For the longest context window (up to 261,856 tokens):

#!/bin/bash
export PYTORCH_CUDA_ALLOC_CONF=expandable_segments:True

python -m vllm.entrypoints.openai.api_server \
  --model /path/to/models/Qwen3.6-27B-FP8 \
  --port 8391 \
  --max-model-len 200000 \
  --gpu-memory-utilization 0.85 \
  --kv-cache-dtype fp8 \
  --max-num-batched-tokens 16384 \
  --max-num-seqs 4 \
  --enable-chunked-prefill \
  --enable-prefix-caching

Note: We recommend using --max-model-len 200000 for production to leave headroom. The absolute maximum is 261,856, but 200K provides a comfortable safety margin.

Option B: Faster Inference (180K, With MTP)

For faster generation speed while retaining longer context:

#!/bin/bash
export PYTORCH_CUDA_ALLOC_CONF=expandable_segments:True

python -m vllm.entrypoints.openai.api_server \
  --model /path/to/models/Qwen3.6-27B-FP8 \
  --port 8393 \
  --max-model-len 180000 \
  --gpu-memory-utilization 0.85 \
  --kv-cache-dtype fp8 \
  --max-num-batched-tokens 16384 \
  --max-num-seqs 4 \
  --enable-chunked-prefill \
  --enable-prefix-caching \
  --speculative-config '{"method":"qwen3_5_mtp","num_speculative_tokens":3}'

Step 4: Verify the Deployment

# Check model info
curl http://localhost:8391/v1/models | python3 -m json.tool

# Test inference
curl http://localhost:8391/v1/chat/completions \
  -H "Content-Type: application/json" \
  -d '{
    "model": "/path/to/models/Qwen3.6-27B-FP8",
    "messages": [{"role": "user", "content": "Hello, who are you?"}],
    "max_tokens": 100
  }'

Configuration Parameter Reference

Parameter Value Description
--max-model-len 200000 Maximum context window (model supports up to 262,144; practical limit ~261,856)
--gpu-memory-utilization 0.85 Fraction of GPU memory to use (lower = more headroom for KV cache growth)
--kv-cache-dtype fp8 KV cache data type (FP8 saves ~50% memory vs FP16; essential for 256K context)
--max-num-batched-tokens 16384 Max tokens processed per batch in chunked prefill
--max-num-seqs 4 Maximum concurrent sequences
--enable-chunked-prefill true Process long prompts in chunks to avoid memory spikes
--enable-prefix-caching true Cache common prefix tokens for repeated requests
--speculative-config MTP n=3 Multi-Token Prediction for faster generation; use with max_num_seqs=1 for maximum context

Conclusion

Running Qwen3.6-27B-FP8 with a 256K context window on a single RTX 4090 48GB is not just feasible — the full 262,144 context window is achievable by adjusting gpu_memory_utilization.

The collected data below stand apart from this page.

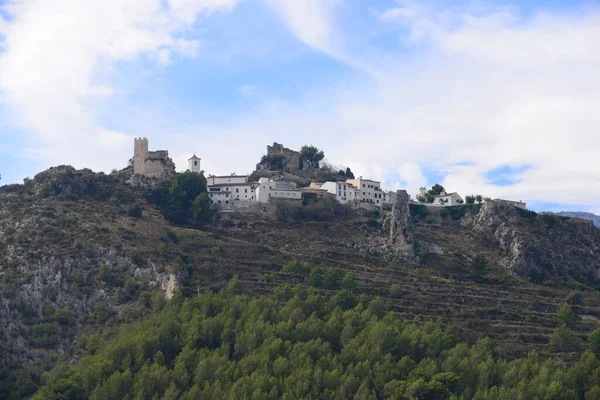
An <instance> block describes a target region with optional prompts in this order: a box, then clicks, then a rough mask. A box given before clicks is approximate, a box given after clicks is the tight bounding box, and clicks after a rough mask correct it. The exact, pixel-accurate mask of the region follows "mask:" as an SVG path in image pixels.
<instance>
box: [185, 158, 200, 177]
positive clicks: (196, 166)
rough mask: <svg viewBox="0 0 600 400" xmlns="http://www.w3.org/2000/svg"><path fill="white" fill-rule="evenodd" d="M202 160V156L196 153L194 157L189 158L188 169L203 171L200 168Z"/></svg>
mask: <svg viewBox="0 0 600 400" xmlns="http://www.w3.org/2000/svg"><path fill="white" fill-rule="evenodd" d="M200 161H201V159H200V157H196V154H194V155H193V156H192V158H190V159H189V160H188V170H189V171H191V172H195V173H197V174H199V173H200V172H201V171H202V170H201V169H200Z"/></svg>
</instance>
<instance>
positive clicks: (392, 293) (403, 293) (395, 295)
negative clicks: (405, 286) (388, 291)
mask: <svg viewBox="0 0 600 400" xmlns="http://www.w3.org/2000/svg"><path fill="white" fill-rule="evenodd" d="M389 294H390V297H393V298H395V299H399V298H401V297H402V296H403V295H404V290H402V287H401V286H400V285H398V284H397V283H394V284H393V285H392V286H390V290H389Z"/></svg>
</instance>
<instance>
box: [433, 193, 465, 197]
mask: <svg viewBox="0 0 600 400" xmlns="http://www.w3.org/2000/svg"><path fill="white" fill-rule="evenodd" d="M453 194H458V193H456V192H451V193H446V194H438V195H437V196H433V197H446V196H450V195H453ZM458 195H459V196H460V194H458Z"/></svg>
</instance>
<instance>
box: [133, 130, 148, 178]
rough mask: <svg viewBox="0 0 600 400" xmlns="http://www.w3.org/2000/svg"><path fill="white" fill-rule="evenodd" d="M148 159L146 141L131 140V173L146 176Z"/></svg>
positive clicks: (147, 152) (146, 142)
mask: <svg viewBox="0 0 600 400" xmlns="http://www.w3.org/2000/svg"><path fill="white" fill-rule="evenodd" d="M147 158H148V139H146V138H135V139H133V173H134V174H140V175H145V174H146V168H145V167H146V159H147Z"/></svg>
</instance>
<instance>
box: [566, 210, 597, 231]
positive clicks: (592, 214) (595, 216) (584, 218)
mask: <svg viewBox="0 0 600 400" xmlns="http://www.w3.org/2000/svg"><path fill="white" fill-rule="evenodd" d="M556 215H560V216H563V217H570V218H580V219H587V220H590V221H592V222H593V223H594V226H595V227H596V228H600V217H599V216H597V215H596V214H592V213H587V212H583V211H561V212H558V213H556Z"/></svg>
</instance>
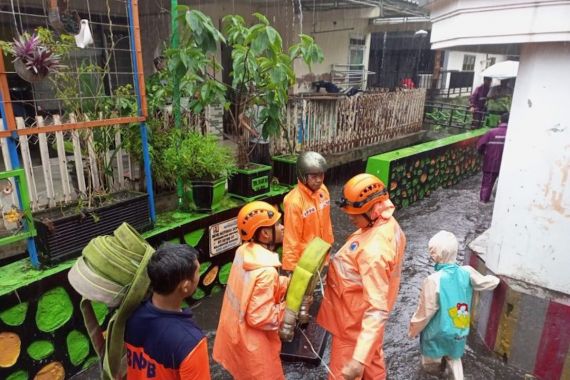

The key ingredients are:

  1. FP8 KV cache — the single most important optimization, enabling 256K context on 48GB
  2. Chunked prefill — essential for handling long prompts without OOM
  3. MTP concurrency trade-off — MTP accelerates generation by 55-143%; with max_num_seqs=1 it supports ~256K context (99% of no-MTP), with max_num_seqs=4 it supports ~199K (76%)
  4. Conservative gpu_memory_utilization — 0.85 leaves headroom for KV cache growth

This setup makes it possible to run a powerful 27B parameter model with massive context on consumer-grade hardware, opening up new possibilities for local AI development and deployment. Whether you need 256K context for document analysis or MTP-accelerated generation with up to 256K context (single request), the RTX 4090 48GB delivers.